Plus, there are other family and friends, some of whom husband, Martin, and I have not seen in many years. Justine Henzell,Co-Founder and Producer of Calabash, and her mother, Sally, are special people in that group of long-time-mi-neva-see-yu folks, Sally being one of 19 poets in Fri.PMordecai in flightJamaica Woman, the first ever anthology of poetry by Jamaican women, which Poet Laureate Mervyn Morris – also in Treasure Beach with his wife, Helen – and I co-edited and published in 1980 (Jamaica) and again in 1985 (UK). Sally is effervescent as ever, a joy to hug after so long. And of course, Mr Calabash self, Kwame Dawes, though I am sad to have missed his better half, Lorna. And I am finally going to share the stage with my cousin, Wayne Armond, who has been a part of the Calabash music scene since ever, and to meet his wife, Mitsy, and his now grown-up children after much too long.

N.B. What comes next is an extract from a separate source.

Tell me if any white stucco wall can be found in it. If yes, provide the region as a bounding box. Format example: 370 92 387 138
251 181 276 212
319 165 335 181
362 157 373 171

A big treat was finally seeing in the flesh virtual friends like young St Lucian poet, Vladimir Lucien, 2015 BOCAS overall prizewinner, and Kei Miller, Jamaican poet, fiction writer, blogger, essayist, and fellow tweep, and Marina Salandy-Brown, BOCAS Lit Fest Founder and Festival Director. (We enjoyed opening night dinner with Marina whom we were meeting for the first time, and who shared tales of Cairo times, as well as old paseros, Prof Carolyn Cooper and Linton Kwesi Johnson. Also got a warm greeting on opening night from Booker Prize winner, Marlon James, who would eventually read three fab excerpts from A Brief History of Seven Killings, and had a long chat with social activist and theatre person, Sheila Graham.)